防災も温暖化も、意識が変われば行動は変わる

避難所開設の準備

津市自主防災協議会会長 渡邊 修三

■ 津市自主防災協議会の取組

 津市自主防災協議会会長、津市の修成地区自主防災協議会会長を務めています。

 修成地区では、毎年1回、避難所に指定されている修成小学校とセントヨゼフ女子学園を会場に防災訓練、避難所運営訓練を実施しています。今年(2019年)の訓練には約800人が参加しました。

負傷した人への対応

 訓練はそれなりに実施できますが、実は修成地区には約1万人が住んでいます。
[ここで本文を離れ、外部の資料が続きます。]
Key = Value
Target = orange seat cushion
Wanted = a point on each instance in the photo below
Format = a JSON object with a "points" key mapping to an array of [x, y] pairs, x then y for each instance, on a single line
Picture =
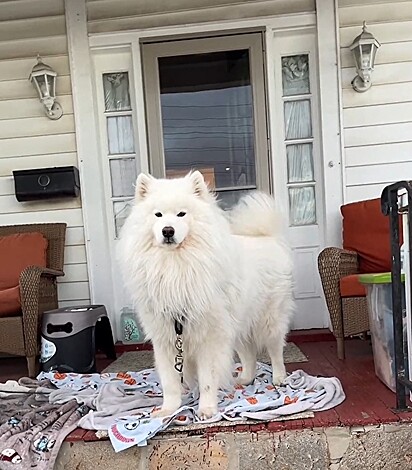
{"points": [[351, 287], [366, 231], [10, 302], [17, 252]]}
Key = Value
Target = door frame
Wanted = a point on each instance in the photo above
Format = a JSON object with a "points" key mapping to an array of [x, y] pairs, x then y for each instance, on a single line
{"points": [[81, 46], [251, 41]]}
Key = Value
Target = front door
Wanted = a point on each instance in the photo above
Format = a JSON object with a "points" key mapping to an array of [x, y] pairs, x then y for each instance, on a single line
{"points": [[212, 104]]}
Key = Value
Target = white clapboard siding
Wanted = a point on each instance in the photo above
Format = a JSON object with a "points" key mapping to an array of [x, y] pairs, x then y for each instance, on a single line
{"points": [[74, 254], [379, 114], [21, 48], [75, 273], [120, 15], [362, 192], [387, 133], [32, 127], [38, 145], [10, 205], [372, 174], [75, 236], [377, 132], [25, 108], [72, 217], [378, 154], [73, 290], [378, 94]]}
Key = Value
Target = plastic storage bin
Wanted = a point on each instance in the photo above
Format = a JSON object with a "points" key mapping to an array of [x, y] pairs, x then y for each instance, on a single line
{"points": [[379, 298], [70, 337]]}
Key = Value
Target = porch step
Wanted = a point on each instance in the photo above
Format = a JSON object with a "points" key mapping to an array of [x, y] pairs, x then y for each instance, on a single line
{"points": [[386, 446]]}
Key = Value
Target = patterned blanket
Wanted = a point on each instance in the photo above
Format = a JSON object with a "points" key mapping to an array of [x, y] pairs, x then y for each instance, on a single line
{"points": [[31, 428], [122, 403]]}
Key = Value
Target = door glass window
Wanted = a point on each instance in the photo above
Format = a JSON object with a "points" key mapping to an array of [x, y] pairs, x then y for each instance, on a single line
{"points": [[207, 117]]}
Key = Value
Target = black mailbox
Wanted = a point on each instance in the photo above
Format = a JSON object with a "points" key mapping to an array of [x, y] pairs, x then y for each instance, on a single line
{"points": [[46, 183]]}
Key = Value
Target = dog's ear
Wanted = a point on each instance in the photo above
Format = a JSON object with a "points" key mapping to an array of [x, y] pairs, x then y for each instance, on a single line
{"points": [[198, 182], [143, 184]]}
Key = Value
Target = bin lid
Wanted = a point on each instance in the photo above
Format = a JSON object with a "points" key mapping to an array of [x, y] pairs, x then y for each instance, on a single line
{"points": [[377, 278]]}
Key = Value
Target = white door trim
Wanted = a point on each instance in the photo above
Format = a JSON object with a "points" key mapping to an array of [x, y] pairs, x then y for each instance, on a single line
{"points": [[98, 263], [280, 22], [331, 119]]}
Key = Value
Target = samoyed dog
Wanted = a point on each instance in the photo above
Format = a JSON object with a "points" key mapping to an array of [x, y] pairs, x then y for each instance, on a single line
{"points": [[225, 277]]}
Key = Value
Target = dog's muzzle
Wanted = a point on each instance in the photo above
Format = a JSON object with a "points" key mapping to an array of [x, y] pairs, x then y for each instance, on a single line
{"points": [[168, 235]]}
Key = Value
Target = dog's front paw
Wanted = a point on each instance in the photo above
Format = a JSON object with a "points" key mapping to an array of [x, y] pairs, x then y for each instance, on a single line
{"points": [[278, 377], [206, 412], [162, 412]]}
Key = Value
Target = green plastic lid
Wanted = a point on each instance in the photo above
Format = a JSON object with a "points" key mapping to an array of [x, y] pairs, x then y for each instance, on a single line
{"points": [[378, 278]]}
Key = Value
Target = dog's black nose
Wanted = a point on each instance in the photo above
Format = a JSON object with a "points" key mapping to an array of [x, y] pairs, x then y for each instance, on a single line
{"points": [[168, 232]]}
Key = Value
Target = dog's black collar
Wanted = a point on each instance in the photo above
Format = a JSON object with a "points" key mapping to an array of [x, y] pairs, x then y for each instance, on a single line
{"points": [[178, 327]]}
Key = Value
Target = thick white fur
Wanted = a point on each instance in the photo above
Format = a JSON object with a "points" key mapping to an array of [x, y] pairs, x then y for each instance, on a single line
{"points": [[228, 278]]}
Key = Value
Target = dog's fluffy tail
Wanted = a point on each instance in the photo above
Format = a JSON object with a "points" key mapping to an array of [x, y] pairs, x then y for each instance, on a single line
{"points": [[256, 215]]}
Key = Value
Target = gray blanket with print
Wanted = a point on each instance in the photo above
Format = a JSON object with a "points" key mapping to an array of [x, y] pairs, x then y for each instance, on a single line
{"points": [[31, 429]]}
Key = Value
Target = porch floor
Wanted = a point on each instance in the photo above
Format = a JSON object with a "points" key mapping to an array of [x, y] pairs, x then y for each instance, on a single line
{"points": [[368, 400]]}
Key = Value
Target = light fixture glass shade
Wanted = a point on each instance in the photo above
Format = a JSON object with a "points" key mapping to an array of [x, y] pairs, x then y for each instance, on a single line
{"points": [[43, 78], [364, 49]]}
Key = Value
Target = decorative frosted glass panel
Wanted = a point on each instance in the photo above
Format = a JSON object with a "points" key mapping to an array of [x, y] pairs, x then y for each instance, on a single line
{"points": [[302, 205], [123, 176], [298, 122], [227, 199], [295, 75], [300, 163], [121, 211], [120, 135], [116, 91]]}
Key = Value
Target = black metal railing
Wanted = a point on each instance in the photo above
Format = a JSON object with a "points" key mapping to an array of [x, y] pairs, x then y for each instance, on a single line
{"points": [[390, 207]]}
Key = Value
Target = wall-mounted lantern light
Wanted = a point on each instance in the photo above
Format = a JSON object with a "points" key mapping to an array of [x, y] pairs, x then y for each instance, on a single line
{"points": [[364, 49], [43, 78]]}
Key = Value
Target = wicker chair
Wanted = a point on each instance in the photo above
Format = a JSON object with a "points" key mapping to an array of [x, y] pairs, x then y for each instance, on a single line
{"points": [[348, 315], [19, 335]]}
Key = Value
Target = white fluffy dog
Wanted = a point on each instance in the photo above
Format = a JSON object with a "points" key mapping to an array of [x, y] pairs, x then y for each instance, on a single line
{"points": [[228, 280]]}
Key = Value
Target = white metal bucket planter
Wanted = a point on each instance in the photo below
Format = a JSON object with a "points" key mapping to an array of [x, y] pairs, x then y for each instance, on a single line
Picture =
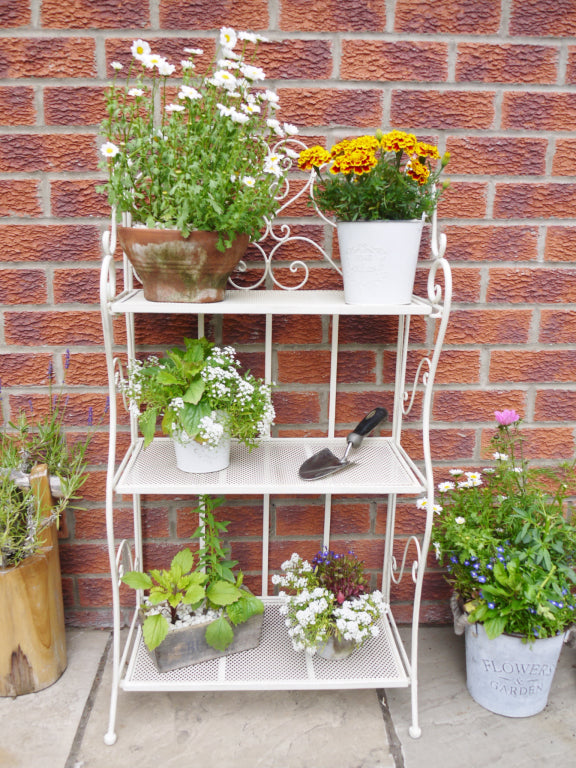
{"points": [[507, 676]]}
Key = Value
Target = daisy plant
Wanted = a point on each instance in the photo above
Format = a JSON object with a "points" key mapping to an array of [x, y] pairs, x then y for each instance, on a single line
{"points": [[390, 176], [201, 395], [327, 598], [195, 152], [505, 541]]}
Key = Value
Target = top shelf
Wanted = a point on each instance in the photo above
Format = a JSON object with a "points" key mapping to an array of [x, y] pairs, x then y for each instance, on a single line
{"points": [[279, 302]]}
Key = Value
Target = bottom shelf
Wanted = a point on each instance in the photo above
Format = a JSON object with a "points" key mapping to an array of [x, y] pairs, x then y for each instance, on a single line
{"points": [[274, 665]]}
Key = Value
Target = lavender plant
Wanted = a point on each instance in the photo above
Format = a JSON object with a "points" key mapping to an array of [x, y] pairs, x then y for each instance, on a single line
{"points": [[506, 543]]}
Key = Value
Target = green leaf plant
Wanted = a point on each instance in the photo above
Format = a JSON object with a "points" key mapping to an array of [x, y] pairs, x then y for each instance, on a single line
{"points": [[203, 581]]}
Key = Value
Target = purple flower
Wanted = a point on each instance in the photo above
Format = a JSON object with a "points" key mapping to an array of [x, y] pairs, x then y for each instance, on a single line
{"points": [[506, 417]]}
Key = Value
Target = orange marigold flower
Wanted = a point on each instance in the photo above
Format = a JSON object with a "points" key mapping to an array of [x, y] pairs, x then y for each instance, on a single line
{"points": [[313, 158], [395, 141], [417, 171], [427, 150]]}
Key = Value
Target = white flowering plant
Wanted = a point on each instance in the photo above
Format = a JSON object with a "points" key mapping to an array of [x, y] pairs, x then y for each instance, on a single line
{"points": [[201, 394], [507, 545], [327, 598], [204, 160]]}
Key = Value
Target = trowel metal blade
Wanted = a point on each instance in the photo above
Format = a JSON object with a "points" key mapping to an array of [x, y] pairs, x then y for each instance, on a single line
{"points": [[322, 464]]}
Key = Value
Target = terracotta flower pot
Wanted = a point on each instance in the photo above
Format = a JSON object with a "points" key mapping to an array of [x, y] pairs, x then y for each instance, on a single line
{"points": [[173, 268]]}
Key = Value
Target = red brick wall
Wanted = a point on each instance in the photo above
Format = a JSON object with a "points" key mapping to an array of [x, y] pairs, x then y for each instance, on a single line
{"points": [[492, 81]]}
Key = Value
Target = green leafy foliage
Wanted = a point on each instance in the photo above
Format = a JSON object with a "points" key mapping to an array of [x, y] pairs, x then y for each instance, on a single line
{"points": [[200, 393], [203, 581], [204, 162], [508, 547]]}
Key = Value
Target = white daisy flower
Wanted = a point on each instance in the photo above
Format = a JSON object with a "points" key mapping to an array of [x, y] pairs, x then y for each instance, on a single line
{"points": [[140, 49], [109, 149]]}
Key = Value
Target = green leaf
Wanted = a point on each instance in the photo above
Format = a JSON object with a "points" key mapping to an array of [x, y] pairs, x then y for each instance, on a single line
{"points": [[154, 629], [195, 391], [137, 580], [219, 634], [246, 607], [183, 560], [147, 423], [223, 593]]}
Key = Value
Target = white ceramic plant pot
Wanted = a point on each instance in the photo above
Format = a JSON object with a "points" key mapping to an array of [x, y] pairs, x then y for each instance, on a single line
{"points": [[379, 260], [507, 676], [202, 457]]}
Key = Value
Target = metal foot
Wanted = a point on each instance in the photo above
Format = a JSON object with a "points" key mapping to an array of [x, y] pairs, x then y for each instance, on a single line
{"points": [[110, 739]]}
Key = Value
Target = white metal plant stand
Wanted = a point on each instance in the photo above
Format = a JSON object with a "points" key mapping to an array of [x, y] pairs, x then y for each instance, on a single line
{"points": [[385, 470]]}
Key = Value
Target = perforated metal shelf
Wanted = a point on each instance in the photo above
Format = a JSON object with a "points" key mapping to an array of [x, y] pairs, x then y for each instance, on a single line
{"points": [[274, 665], [269, 302], [380, 467]]}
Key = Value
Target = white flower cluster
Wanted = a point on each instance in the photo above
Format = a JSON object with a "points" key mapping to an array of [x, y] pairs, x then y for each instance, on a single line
{"points": [[313, 615]]}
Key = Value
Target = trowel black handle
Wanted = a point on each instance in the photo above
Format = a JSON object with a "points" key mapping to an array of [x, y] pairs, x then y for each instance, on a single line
{"points": [[368, 423]]}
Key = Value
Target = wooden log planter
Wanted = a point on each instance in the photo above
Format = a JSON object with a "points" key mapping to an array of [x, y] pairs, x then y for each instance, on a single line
{"points": [[32, 635]]}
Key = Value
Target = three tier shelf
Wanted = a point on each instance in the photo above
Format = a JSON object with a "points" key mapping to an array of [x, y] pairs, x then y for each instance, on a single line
{"points": [[385, 470]]}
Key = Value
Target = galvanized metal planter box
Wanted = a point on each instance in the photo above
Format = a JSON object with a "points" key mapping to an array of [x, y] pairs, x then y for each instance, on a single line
{"points": [[187, 645]]}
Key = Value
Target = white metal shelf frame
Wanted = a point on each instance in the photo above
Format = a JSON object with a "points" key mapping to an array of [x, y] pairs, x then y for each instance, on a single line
{"points": [[383, 468]]}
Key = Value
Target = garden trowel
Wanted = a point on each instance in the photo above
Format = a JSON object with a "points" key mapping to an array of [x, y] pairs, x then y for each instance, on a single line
{"points": [[325, 463]]}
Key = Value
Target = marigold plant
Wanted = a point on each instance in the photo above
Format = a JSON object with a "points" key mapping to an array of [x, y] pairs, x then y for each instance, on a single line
{"points": [[382, 177]]}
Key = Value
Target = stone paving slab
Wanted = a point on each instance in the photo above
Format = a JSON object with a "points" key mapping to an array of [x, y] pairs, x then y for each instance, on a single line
{"points": [[458, 733]]}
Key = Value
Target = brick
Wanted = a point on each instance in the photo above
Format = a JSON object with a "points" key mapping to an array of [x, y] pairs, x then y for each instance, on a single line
{"points": [[313, 367], [84, 14], [15, 14], [454, 367], [555, 405], [452, 17], [442, 109], [48, 152], [544, 111], [22, 286], [473, 405], [296, 59], [560, 243], [542, 442], [402, 60], [361, 108], [333, 16], [53, 243], [296, 407], [463, 200], [563, 162], [490, 63], [53, 57], [556, 18], [557, 326], [64, 328], [536, 286], [24, 368], [525, 366], [74, 105], [490, 326], [482, 243], [200, 14], [70, 198], [523, 201], [20, 197], [17, 105], [503, 155]]}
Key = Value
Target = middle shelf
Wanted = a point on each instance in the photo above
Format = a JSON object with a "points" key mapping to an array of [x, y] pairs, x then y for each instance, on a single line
{"points": [[380, 466]]}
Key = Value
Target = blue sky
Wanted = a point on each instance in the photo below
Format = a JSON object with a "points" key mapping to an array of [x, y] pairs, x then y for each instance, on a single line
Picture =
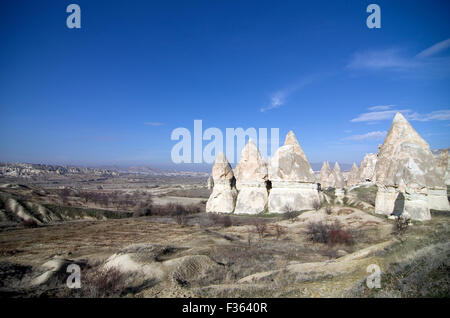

他にも避難所はあるものの、一か所当たりの収容規模は300人から500人で、実際に大規模な避難が必要になった場合は人があふれてしまいます。特に、南海トラフを震源とする大地震が発生した際には、修成地区は津波浸水想定区域に入っているため、地区外に避難する必要があります。

 このため、近隣の2地区と高台にある南が丘地区の4地区で広域的な避難のあり方について協議しています。津波が来れば、3地区から避難者が南が丘地区に押し寄せる。南が丘地区には何のメリットもないのですが、拒んでも、来る者は来るのだから、徹底して受け入れる対策をとろうと言ってくださった南が丘地区の皆さんには、大変感謝しています。

■ 防災カード導入の取組

 自主防災会の取組として、他に力を入れているのは、災害時に必要となる個人情報の「QRコード化」です。検討開始から3、4年かけて、ようやく実施段階にきました。まず、自分が自治会長を務めている弓屋敷自治会で試験的に導入しようとしています。

防災カードの見本

 仕組みとしては、住民の一人ひとりが自分の個人情報を記載した防災カードをいつも持ち歩くようにします。

 防災カードは作ったら本人に渡して、紙で提出された元データは廃棄し、パソコンの中のデータもすべて消去します。これで本人の手元以外には個人情報は残りません。防災カード上の個人情報は、文字ではなくQRコードとして印刷されているので、普通に見ただけでは記載された内容は読めません。

 QRコードには、名前、住所、年齢、生年月日、血液型、性別を記録します。その他、備考欄に、どういう薬を飲んでいる、どの病院にかかっている等の情報も入れてほしいとお願いしています。

 弓屋敷自治会では、避難訓練や防災訓練を行う際、どう避難するか、要介護者をどうするか等、検討を行っています。避難所に行った時の一番の問題は、受付に避難者が集中し、事務処理がどうにもならなくなること。受付に30分から40分かかってしまう。もしQRコードの付いた防災カードを持っていれば、一人当たりの受付は1秒か2秒で済みます。

 また、避難所開設時だけでなく、防災カードを身に付けていれば、徘徊した時や、交通事故にあった時でも、いち早く対応してもらえます。

 カードの名称は、「修成地区 愛あい防災カード」といいます。

 津市自主防災協議会は62地区に分かれていて、そのうちの1つが修成地区です。修成地区には、28の小さな自治会がありますが、弓屋敷自治会を含む4つの自治会が防災カードに関心を持って、弓屋敷自治会がやることをみて、よかったらやりましょうよと言っています。私の考えとしては、まず弓屋敷自治会で始めて、修成地区全部、そして、津市全域、三重県に広めていければ良いと思っています。

個人の意識を変えれば、地域は変わる

 防災でも温暖化でも、基本的に言えるのは、個人の意識の問題だということです。個人の意識が変わらなければ、何も動かないし変わらない。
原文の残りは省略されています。